Situation of Baha’is in Iran

Statements

Situation of Baha’is in Iran

UN Human Rights Council – 37th Session, March 2018

Item 4: Human rights situations that require the Council’s attention

Geneva—14 March 2018

Mr. President,

Summary and arbitrary executions are horrendous human rights violations that continue to affect the people of Iran. Such heinous acts were the lot of the Baha’is at the inception of the Faith in the middle of the nineteenth century, when over 20,000 individuals were brutally killed because the religious authorities could not tolerate this new religion. They were also part of the day-to-day reality of numerous Baha’i families in the early years of the Islamic Republic. However, thanks to the pressure of the international community, including resolutions such as the one presented at this session of the Council, Baha’is have not been executed for two decades, although the prevailing state-sponsored campaign of incitement to hatred has led to a number of vicious murders, which have rarely been dealt with justly.

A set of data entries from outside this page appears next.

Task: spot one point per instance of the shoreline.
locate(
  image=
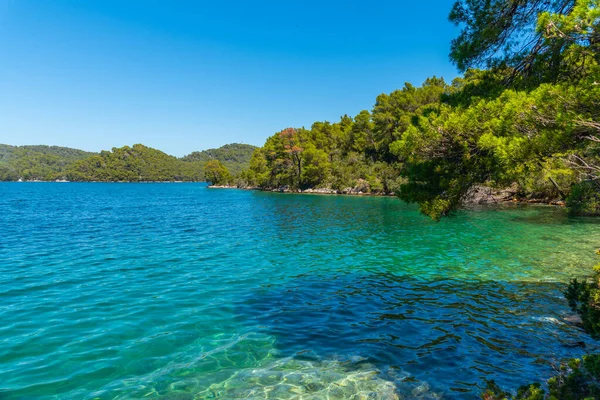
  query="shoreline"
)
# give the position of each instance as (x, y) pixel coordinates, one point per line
(331, 192)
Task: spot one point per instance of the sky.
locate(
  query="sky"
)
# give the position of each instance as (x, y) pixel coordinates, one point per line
(183, 76)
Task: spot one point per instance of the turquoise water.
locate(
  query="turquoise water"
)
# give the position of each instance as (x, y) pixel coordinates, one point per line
(178, 291)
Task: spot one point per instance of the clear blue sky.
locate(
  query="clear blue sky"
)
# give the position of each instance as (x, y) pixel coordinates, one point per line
(189, 75)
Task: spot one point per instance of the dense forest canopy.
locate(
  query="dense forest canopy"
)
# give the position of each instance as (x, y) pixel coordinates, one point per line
(530, 120)
(135, 164)
(234, 156)
(37, 162)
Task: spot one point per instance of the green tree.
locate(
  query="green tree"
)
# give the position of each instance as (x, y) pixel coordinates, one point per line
(216, 173)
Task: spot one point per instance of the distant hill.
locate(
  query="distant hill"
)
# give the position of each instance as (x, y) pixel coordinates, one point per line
(136, 163)
(37, 162)
(235, 156)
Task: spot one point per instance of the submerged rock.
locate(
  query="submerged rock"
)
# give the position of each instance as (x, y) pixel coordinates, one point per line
(295, 379)
(574, 320)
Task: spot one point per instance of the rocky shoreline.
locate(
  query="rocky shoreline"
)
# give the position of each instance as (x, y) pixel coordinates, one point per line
(476, 196)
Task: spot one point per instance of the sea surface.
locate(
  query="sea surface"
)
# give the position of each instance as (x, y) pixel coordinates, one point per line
(177, 291)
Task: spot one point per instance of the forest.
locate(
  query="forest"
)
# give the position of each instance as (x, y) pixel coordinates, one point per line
(524, 114)
(137, 163)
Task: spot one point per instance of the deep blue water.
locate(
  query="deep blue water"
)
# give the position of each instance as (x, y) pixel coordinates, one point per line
(180, 291)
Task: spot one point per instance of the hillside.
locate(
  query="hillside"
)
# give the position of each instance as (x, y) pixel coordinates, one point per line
(37, 162)
(235, 156)
(135, 164)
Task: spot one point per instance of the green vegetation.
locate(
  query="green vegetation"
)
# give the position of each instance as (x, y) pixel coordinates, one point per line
(126, 164)
(134, 164)
(235, 156)
(37, 162)
(529, 119)
(216, 173)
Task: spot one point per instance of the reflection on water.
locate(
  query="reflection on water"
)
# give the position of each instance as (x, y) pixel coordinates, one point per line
(177, 291)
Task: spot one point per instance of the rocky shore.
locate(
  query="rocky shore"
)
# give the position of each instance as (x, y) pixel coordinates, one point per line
(477, 195)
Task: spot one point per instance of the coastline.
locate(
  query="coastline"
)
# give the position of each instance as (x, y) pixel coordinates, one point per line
(487, 200)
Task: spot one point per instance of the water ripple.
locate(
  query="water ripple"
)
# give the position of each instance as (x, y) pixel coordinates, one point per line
(178, 291)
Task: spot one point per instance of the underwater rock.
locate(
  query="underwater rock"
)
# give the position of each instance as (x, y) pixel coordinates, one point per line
(294, 379)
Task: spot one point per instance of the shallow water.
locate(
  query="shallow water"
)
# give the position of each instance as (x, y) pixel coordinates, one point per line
(179, 291)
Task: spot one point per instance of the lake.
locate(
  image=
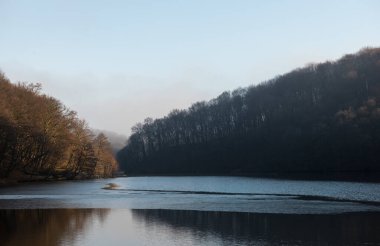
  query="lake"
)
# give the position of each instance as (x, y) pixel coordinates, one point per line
(191, 211)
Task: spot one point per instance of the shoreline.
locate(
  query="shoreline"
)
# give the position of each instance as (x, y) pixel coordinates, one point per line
(373, 177)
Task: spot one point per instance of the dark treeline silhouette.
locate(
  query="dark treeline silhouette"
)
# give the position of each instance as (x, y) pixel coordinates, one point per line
(40, 137)
(320, 118)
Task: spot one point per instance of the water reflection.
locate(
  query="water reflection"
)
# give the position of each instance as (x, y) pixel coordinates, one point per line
(47, 226)
(273, 229)
(178, 227)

Nevertheless, the facade of this decrease in executions against Baha’is conceals a more insidious reality:

Think of a family whose members have been prohibited from accessing higher education for two, sometimes three, generations. Some of the same family members are banned from working in the public sector because of state policy and have been dismissed from employment because of coercive actions by the Ministry of Information. Other family members have even had their agricultural lands unlawfully seized and crops destroyed. All of this simply because they are Baha’is. And when finally, they resort to establishing their own private small businesses in order to earn a living, these are shut down and sealed on the pretext that they are closed in observance of Baha’i Holy Days and their business licenses are revoked.

Mr. President, what I have briefly described is the Iranian authorities premeditated and well-orchestrated scheme to suffocate an entire religious community and to destroy them as a viable entity in Iranian society.